Hamming distance on database records
Today I needed to quickly compare multiple records in one table with one I already had and find the most similar one, specifically in MSSQL but the query I used can be modified for most other DB systems. I am going to write this up a little formally to make sure that it is clear. Note: that this implementation can be modified to be a dynamically created query or a stored procedure.
For a given record in sourceTable (id = 12), rank records in table, based on how many values of each record match the corresponding column:value pair.
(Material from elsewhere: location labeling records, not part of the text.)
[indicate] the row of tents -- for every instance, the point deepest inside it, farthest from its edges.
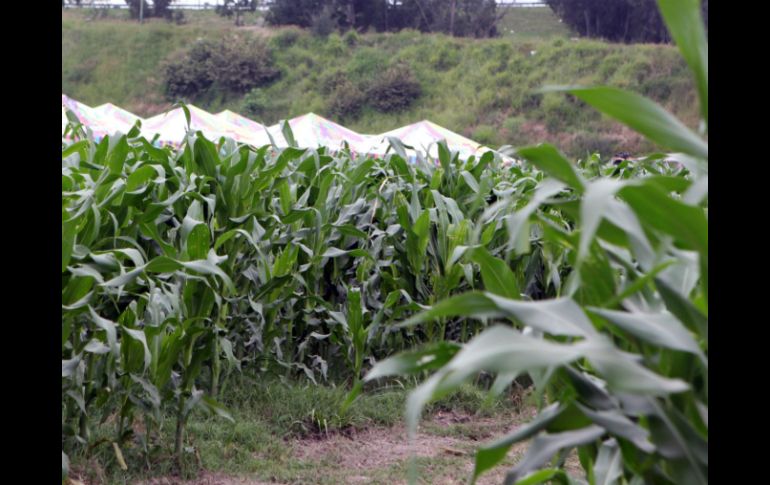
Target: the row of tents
(309, 130)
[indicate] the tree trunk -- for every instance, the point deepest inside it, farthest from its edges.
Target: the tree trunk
(179, 431)
(352, 14)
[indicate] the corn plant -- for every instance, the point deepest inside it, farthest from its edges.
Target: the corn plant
(618, 342)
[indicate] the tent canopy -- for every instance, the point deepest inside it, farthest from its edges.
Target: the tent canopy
(171, 127)
(238, 120)
(313, 131)
(309, 130)
(87, 116)
(424, 136)
(117, 117)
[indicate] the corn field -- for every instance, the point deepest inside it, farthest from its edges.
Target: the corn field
(182, 267)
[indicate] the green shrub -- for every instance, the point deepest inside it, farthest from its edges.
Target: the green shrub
(396, 90)
(351, 38)
(231, 65)
(255, 104)
(287, 37)
(191, 75)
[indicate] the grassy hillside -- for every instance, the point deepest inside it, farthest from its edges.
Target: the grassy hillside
(483, 88)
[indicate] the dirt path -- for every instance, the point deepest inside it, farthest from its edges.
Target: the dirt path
(443, 452)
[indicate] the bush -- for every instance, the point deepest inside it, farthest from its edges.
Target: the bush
(323, 24)
(287, 37)
(231, 65)
(396, 90)
(346, 100)
(242, 65)
(350, 38)
(255, 103)
(190, 75)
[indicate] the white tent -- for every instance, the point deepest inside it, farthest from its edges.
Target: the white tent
(118, 118)
(423, 137)
(313, 131)
(171, 127)
(87, 116)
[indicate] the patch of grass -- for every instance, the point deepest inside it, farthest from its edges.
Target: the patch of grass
(268, 416)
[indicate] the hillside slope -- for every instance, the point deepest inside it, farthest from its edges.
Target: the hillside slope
(483, 88)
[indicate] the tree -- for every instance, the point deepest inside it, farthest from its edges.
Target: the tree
(467, 18)
(159, 8)
(235, 7)
(615, 20)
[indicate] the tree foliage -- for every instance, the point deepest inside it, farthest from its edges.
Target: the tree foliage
(616, 20)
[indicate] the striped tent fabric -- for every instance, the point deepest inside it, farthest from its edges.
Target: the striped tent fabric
(170, 128)
(424, 136)
(313, 131)
(310, 131)
(120, 119)
(87, 116)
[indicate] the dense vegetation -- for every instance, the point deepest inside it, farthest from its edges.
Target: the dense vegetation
(484, 89)
(183, 269)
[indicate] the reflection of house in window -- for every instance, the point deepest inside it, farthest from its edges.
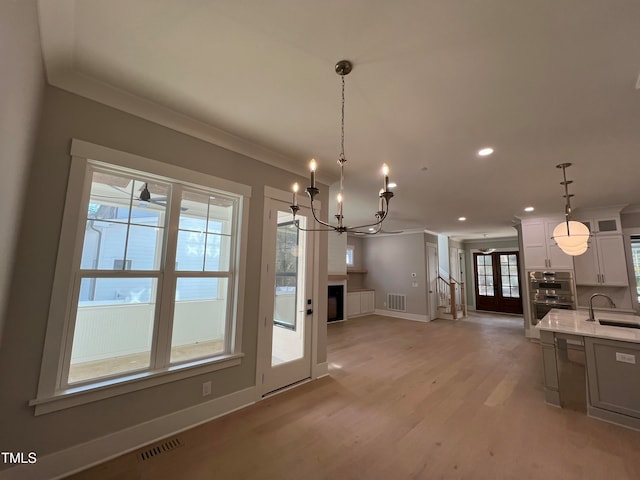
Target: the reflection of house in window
(122, 264)
(349, 255)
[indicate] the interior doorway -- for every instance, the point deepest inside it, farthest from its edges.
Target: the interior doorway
(497, 282)
(432, 280)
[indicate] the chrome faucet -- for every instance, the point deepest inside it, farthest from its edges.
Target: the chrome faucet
(592, 317)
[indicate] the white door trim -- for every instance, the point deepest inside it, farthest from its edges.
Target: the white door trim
(263, 357)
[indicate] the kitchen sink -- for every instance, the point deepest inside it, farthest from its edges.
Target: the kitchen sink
(618, 323)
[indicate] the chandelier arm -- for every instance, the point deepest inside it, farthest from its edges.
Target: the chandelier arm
(374, 224)
(364, 232)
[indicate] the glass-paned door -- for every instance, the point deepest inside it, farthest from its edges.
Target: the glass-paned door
(287, 303)
(497, 282)
(635, 258)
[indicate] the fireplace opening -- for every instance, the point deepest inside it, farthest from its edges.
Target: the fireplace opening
(335, 307)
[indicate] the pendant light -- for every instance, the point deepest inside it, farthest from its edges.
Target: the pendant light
(343, 68)
(571, 236)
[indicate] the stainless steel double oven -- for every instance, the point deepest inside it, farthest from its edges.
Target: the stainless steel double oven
(549, 290)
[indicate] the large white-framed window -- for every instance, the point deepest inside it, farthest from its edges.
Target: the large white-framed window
(149, 278)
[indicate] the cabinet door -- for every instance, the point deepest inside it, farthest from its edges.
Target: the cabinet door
(367, 302)
(610, 365)
(586, 266)
(535, 245)
(558, 259)
(612, 261)
(353, 304)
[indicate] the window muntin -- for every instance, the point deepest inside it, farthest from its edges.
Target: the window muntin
(485, 275)
(116, 323)
(509, 275)
(635, 258)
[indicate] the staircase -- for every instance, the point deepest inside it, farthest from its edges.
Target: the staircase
(452, 300)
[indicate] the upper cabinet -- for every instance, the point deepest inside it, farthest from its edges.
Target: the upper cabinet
(609, 225)
(540, 250)
(604, 263)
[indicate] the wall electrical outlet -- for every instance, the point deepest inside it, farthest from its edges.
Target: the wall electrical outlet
(206, 388)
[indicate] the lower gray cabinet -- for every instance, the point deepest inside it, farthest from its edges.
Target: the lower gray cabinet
(614, 371)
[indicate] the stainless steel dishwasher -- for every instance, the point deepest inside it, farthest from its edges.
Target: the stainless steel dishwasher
(572, 379)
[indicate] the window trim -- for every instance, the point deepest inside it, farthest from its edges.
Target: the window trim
(51, 398)
(627, 233)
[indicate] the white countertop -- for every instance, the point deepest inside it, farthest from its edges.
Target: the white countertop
(575, 322)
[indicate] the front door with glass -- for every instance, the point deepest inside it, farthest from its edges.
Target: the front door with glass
(497, 282)
(286, 302)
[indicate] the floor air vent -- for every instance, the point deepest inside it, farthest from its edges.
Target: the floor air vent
(397, 302)
(158, 449)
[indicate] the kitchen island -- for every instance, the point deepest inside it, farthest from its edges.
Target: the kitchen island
(610, 363)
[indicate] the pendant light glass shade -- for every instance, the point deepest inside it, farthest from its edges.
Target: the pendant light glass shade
(575, 251)
(572, 234)
(572, 237)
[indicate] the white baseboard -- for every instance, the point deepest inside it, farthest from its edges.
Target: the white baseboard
(406, 316)
(320, 370)
(81, 457)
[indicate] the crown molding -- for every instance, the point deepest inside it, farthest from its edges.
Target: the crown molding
(57, 33)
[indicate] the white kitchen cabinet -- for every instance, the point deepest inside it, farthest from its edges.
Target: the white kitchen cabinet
(604, 225)
(604, 263)
(367, 302)
(361, 303)
(540, 250)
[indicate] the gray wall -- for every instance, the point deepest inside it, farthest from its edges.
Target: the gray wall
(390, 260)
(65, 116)
(443, 256)
(630, 220)
(21, 86)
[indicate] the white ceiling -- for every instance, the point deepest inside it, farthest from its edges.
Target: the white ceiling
(542, 82)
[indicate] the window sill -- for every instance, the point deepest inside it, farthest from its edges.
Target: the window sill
(74, 396)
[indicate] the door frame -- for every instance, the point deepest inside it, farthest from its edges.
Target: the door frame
(497, 277)
(432, 298)
(264, 325)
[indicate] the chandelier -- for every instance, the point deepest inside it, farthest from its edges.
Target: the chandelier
(343, 67)
(572, 237)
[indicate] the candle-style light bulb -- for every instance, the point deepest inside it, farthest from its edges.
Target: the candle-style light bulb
(312, 166)
(385, 173)
(296, 187)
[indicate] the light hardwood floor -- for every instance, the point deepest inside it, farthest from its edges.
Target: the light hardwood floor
(404, 400)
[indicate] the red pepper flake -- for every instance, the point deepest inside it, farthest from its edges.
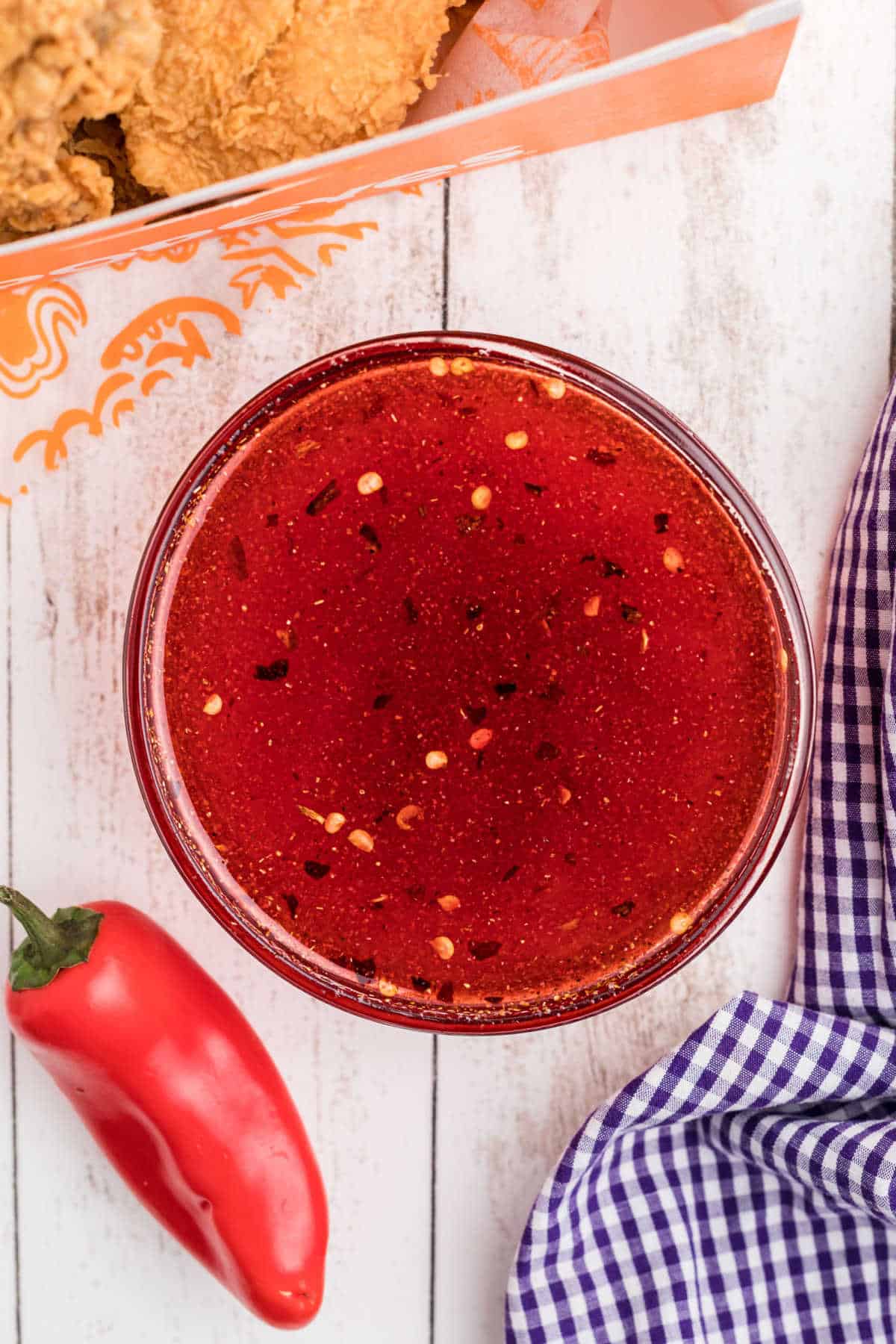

Use a modified hamming distance algorithm in the SQL as follows:
SELECT table.id, CASE WHEN sourceTable.columnName1 = table.columnName1 THEN 0 ELSE 1 END + CASE WHEN sourceTable.columnName2 = table.columnName2 THEN 0 ELSE 1 END + ... CASE WHEN sourceTable.columnNameN = table.columnNameN THEN 0 ELSE 1 END AS hammingDistance FROM table, sourceTable WHERE sourceTable.id = 12 ORDER BY hammingDistance ASC
This implementation of the hamming code algorithm ranks all the records in the [table] table based on how many differences there are between the column values with the same column name in each table. So as output from this query we get the id’s of the table ranked with the most similar first (a hamming distance value of 0 being identical) and the least similar last. I am not sure that this is the most efficient way of doing this but at this point in time it works and can be modified for more complicated comparisons.